Specialized FPGA implementations can deliver higher performance and greater power efficiency than embedded CPU or GPU implementations for real-time image processing. Programming challenges limit their wider use, because the implementation of FPGA architectures at the register transfer level is time consuming and error prone. Existing software languages supported by high-level synthesis (HLS), although providing a productivity improvement, are too general purpose to generate efficient hardware without the use of hardware-specific code optimizations. Such optimizations leak hardware details into the abstractions that software languages are there to provide, and they require knowledge of FPGAs to generate efficient hardware, such as by using language pragmas to partition data structures across memory blocks. This article presents a thorough account of the Rathlin image processing language (RIPL), a high-level image processing domain-specific language for FPGAs. We motivate its design, based on higher-order algorithmic skeletons, with requirements from the image processing domain. RIPL’s skeletons suffice to elegantly describe image processing stencils, as well as recursive algorithms with nonlocal random access patterns.
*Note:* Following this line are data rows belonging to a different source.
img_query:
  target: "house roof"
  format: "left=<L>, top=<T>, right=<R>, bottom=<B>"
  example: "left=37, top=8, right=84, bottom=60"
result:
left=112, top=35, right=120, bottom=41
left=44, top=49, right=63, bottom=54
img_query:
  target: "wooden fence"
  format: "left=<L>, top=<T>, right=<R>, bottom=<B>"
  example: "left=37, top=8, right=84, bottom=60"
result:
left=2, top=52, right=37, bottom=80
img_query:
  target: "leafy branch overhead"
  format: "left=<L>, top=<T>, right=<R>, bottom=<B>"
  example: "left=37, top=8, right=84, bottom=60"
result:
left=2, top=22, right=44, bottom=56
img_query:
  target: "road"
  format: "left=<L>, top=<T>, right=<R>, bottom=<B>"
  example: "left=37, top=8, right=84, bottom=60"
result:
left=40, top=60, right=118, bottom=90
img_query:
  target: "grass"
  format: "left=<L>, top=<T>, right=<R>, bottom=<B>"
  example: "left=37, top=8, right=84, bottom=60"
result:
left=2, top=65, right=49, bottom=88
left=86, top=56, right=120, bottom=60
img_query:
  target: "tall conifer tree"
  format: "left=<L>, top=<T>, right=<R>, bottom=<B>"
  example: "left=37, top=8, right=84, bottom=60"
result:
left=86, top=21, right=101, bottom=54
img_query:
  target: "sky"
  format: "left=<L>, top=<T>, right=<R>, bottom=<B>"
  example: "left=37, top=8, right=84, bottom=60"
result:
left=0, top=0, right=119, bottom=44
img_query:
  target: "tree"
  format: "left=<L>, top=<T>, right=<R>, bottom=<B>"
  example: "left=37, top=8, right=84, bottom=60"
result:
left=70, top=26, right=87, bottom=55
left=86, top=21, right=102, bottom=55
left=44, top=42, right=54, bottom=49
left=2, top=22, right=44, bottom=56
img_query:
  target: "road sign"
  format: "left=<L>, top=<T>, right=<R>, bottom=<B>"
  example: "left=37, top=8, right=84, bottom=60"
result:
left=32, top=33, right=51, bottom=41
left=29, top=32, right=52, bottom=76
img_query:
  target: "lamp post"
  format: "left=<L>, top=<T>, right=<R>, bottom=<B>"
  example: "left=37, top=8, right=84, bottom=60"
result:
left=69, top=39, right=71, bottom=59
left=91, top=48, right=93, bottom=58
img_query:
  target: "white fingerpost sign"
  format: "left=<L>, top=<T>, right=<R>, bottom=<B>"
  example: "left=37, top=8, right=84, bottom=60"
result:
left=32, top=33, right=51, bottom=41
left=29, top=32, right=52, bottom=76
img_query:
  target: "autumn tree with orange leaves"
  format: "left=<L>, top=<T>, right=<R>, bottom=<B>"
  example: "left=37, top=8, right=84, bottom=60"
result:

At its core, RIPL employs a dataflow intermediate representation. We give a formal account of the compilation scheme from RIPL skeletons to static and cyclostatic dataflow models to describe their data rates and static scheduling on FPGAs. RIPL compares favorably to the Vivado HLS OpenCV library and C++ compiled with Vivado HLS. RIPL achieves between 54 and 191 frames per second (FPS) at 100MHz for four synthetic benchmarks, faster than HLS OpenCV in three cases. Two real-world algorithms are implemented in RIPL: visual saliency and mean shift segmentation. For the visual saliency algorithm, RIPL achieves 71 FPS compared to optimized C++ at 28 FPS. RIPL is also concise, being 5x shorter than C++ and 111x shorter than an equivalent direct dataflow implementation. For mean shift segmentation, RIPL achieves 7 FPS compared to optimized C++ on 64 CPU cores at 1.1, and RIPL is 10x shorter than the direct dataflow FPGA implementation.

查看原文本刊更多论文

RIPL

专门的FPGA实现可以提供比嵌入式CPU或GPU实现更高的性能和更大的功率效率，用于实时图像处理。编程挑战限制了它们的广泛使用，因为FPGA架构在寄存器传输级别的实现是耗时且容易出错的。由高级合成(HLS)支持的现有软件语言，虽然提供了生产力的改进，但如果不使用特定于硬件的代码优化，就无法生成高效的硬件。这种优化将硬件细节泄漏到软件语言提供的抽象中，并且它们需要fpga知识来生成高效的硬件，例如通过使用语言pragmas跨内存块划分数据结构。本文全面介绍了Rathlin图像处理语言(RIPL)，这是一种用于fpga的高级图像处理领域特定语言。我们根据图像处理领域的要求，基于高阶算法骨架来激励其设计。RIPL的框架足以优雅地描述图像处理模板，以及具有非局部随机访问模式的递归算法。在其核心，RIPL使用数据流中间表示。我们给出了从RIPL骨架到静态和循环静态数据流模型的编译方案的正式说明，以描述它们在fpga上的数据速率和静态调度。与Vivado HLS的OpenCV库和用Vivado HLS编译的c++相比，RIPL更有优势。在四个合成基准测试中，RIPL在100MHz下达到每秒54到191帧(FPS)，在三种情况下比HLS OpenCV更快。在RIPL中实现了两种现实世界的算法:视觉显著性分割和均值移位分割。对于视觉显著性算法，RIPL达到71 FPS，而优化后的c++为28 FPS。RIPL也很简洁，比c++短5倍，比等价的直接数据流实现短111%。对于平均移位分割，RIPL在1.1的64个CPU核上比优化的c++实现了7 FPS，并且RIPL比直接数据流FPGA实现短10倍。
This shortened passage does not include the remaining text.